E. coli DNA clamp loader assays
Equilibrium β clamp binding and opening assays and calculations of corresponding equilibrium constants, equilibrium DNA binding assays, steady state ATP hydrolysis assays, and thermal stability assays were performed as described in Supplementary Information.

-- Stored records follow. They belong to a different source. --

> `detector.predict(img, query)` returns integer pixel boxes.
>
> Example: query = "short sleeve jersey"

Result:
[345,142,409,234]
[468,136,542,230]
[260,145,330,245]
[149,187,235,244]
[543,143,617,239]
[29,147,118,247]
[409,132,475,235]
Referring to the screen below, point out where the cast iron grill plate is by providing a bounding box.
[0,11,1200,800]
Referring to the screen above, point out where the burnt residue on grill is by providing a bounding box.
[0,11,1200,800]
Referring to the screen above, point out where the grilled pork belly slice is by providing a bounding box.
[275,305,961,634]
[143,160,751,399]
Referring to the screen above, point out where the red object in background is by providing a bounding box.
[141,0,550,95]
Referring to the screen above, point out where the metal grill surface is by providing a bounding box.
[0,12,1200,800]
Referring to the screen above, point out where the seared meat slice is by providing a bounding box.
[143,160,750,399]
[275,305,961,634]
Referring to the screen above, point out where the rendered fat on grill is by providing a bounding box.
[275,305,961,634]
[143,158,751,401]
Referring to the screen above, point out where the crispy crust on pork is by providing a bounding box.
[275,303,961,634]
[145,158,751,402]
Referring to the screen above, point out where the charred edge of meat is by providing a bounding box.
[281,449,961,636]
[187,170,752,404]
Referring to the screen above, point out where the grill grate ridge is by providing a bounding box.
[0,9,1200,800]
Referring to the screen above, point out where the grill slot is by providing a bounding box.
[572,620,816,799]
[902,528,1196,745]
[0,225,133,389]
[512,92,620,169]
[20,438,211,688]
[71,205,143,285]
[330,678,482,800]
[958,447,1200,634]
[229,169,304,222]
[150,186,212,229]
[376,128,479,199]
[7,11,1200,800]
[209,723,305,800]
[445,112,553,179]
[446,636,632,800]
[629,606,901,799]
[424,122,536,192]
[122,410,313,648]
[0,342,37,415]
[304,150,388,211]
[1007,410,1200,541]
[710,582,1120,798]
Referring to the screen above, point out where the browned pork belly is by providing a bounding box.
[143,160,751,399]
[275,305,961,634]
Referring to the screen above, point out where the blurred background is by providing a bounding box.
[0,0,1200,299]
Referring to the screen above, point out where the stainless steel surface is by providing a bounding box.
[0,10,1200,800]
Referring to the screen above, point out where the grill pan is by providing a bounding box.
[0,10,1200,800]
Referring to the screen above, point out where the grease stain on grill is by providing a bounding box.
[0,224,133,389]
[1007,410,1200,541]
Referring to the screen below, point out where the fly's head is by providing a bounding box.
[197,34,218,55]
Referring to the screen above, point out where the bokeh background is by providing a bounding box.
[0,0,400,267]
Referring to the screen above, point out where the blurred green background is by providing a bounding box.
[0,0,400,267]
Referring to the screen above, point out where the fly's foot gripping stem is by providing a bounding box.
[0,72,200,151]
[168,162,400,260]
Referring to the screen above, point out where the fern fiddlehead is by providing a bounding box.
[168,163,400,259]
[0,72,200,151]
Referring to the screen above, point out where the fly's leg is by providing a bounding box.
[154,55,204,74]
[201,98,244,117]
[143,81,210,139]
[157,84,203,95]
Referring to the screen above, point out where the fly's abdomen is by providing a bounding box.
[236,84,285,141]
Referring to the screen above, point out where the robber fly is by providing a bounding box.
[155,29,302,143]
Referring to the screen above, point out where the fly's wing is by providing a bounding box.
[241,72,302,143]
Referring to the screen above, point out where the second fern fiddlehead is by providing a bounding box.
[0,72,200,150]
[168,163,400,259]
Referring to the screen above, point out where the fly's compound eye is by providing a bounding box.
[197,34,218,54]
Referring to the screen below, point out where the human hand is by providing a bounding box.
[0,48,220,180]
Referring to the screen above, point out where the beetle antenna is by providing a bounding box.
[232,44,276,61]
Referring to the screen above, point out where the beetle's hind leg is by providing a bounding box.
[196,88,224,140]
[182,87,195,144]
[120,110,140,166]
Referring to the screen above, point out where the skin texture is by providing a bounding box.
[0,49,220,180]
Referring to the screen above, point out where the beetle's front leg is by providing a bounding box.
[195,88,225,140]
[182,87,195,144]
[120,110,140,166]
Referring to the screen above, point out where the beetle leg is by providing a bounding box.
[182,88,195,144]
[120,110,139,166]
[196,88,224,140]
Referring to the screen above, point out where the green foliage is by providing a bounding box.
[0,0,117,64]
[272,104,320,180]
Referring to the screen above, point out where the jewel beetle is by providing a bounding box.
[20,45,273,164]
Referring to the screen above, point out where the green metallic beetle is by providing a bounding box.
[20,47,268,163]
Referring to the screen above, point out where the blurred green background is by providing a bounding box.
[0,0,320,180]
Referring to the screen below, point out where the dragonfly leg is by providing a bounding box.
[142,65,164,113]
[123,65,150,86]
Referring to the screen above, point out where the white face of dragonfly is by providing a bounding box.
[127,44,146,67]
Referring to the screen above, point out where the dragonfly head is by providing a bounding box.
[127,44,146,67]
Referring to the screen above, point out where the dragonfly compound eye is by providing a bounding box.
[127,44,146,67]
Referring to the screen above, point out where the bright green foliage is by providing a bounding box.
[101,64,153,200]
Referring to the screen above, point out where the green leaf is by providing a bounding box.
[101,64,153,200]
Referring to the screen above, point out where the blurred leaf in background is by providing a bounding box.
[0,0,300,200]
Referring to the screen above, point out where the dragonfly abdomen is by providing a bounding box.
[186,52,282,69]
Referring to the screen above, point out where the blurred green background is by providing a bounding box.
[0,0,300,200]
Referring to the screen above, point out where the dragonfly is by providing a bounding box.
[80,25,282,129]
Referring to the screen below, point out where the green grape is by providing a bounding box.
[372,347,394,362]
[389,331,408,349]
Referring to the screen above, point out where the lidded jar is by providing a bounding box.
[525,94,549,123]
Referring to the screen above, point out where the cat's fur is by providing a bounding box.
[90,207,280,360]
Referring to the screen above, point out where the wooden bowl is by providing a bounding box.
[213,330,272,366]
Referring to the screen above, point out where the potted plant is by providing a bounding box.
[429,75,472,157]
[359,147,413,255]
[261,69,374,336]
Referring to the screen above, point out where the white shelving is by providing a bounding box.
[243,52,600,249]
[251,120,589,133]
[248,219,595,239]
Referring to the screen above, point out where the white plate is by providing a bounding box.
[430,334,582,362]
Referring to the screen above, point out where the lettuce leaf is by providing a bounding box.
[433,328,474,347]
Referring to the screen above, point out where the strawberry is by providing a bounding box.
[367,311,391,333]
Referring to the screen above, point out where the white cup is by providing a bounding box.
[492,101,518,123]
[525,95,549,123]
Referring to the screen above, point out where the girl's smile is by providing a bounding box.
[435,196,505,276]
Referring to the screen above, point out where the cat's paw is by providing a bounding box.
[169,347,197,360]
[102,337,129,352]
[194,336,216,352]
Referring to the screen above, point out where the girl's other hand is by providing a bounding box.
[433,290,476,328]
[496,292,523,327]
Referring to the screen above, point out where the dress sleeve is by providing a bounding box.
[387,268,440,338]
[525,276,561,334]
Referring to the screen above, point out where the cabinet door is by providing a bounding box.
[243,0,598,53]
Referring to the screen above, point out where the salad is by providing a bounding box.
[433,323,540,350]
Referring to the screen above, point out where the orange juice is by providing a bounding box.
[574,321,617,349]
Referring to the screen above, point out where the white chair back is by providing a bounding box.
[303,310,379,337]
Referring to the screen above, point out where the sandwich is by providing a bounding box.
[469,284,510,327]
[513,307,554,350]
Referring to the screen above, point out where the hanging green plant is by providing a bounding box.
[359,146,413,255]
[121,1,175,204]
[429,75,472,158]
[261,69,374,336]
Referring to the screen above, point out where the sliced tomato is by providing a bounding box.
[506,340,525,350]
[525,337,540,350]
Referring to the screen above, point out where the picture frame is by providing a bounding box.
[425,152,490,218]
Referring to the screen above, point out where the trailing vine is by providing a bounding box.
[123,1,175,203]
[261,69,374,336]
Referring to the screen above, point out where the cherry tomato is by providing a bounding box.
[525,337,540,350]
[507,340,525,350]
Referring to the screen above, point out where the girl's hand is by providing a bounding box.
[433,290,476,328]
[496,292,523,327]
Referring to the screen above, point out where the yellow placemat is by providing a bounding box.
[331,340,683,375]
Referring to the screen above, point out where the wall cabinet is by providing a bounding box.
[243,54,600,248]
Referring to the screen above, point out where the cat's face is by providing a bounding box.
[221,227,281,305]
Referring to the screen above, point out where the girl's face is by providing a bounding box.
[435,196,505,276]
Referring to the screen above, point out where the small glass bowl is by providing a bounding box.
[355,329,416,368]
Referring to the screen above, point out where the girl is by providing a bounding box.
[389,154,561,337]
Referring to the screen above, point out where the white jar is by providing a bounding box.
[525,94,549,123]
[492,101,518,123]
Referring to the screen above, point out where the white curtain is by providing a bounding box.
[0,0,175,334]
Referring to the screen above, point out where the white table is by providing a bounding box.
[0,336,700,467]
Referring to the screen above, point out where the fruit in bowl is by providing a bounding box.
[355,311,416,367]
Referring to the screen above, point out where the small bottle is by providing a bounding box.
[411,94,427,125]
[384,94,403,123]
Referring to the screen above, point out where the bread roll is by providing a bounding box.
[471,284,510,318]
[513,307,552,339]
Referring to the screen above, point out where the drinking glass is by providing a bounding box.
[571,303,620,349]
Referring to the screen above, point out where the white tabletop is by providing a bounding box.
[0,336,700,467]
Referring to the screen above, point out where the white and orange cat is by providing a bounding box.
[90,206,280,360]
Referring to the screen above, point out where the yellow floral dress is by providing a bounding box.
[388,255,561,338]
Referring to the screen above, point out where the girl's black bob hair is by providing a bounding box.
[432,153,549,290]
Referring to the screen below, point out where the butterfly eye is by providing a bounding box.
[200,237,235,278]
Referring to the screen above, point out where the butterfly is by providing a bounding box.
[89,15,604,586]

Bacterial clamp loader determinants of functional specificity
Bacterial DNA clamps are composed of two identical β subunits of DNA polymerase III57 that encircle DNA and bind to DNA polymerase to prevent premature dissociation during replication58,59,60. The ATP-bound bacterial clamp loader binds to and opens the β clamp at a homodimeric interface and, upon association with primed DNA, undergoes ATP hydrolysis to dissociate from both the clamp and DNA, thereby loading the clamp onto DNA61,62,63. The minimal clamp loader complex is comprised of five AAA+ subunits—one δ, three γ and one δ’—arranged semi-circularly in the order δ-γ1-γ2-γ3-δ’64. Only γ is an active ATPase, though both γ and δ’ functionally influence an adjacent γ subunit. Figure 2a,b show the structural features of the γ subunit. The coordinated conformational changes required for clamp loading depend on interactions within and between these subunits and with ATP, the β clamp, and DNA61,62,63. DARC associates two sets of pattern residues with clamp loader functional specificity: Residues conserved in γ but not in δ’ (termed γ-residues) (Fig. 3a) and residues conserved in γ and δ’ but not in other AAA+ proteins (termed γ/δ’-residues) (Fig. 3b). Among the 14 structures available for the E. coli clamp loader complex, DARC assigns the highest significance overall (3DSDC + 3DSP) to the structure of the complex bound to primer DNA and an ATP analog (pdb_id: 3glf)65 (Table S1). Figure 2c–g show the locations of pattern residues and of the highest DC-scoring clamp-loader-specific residue pairs within this structure.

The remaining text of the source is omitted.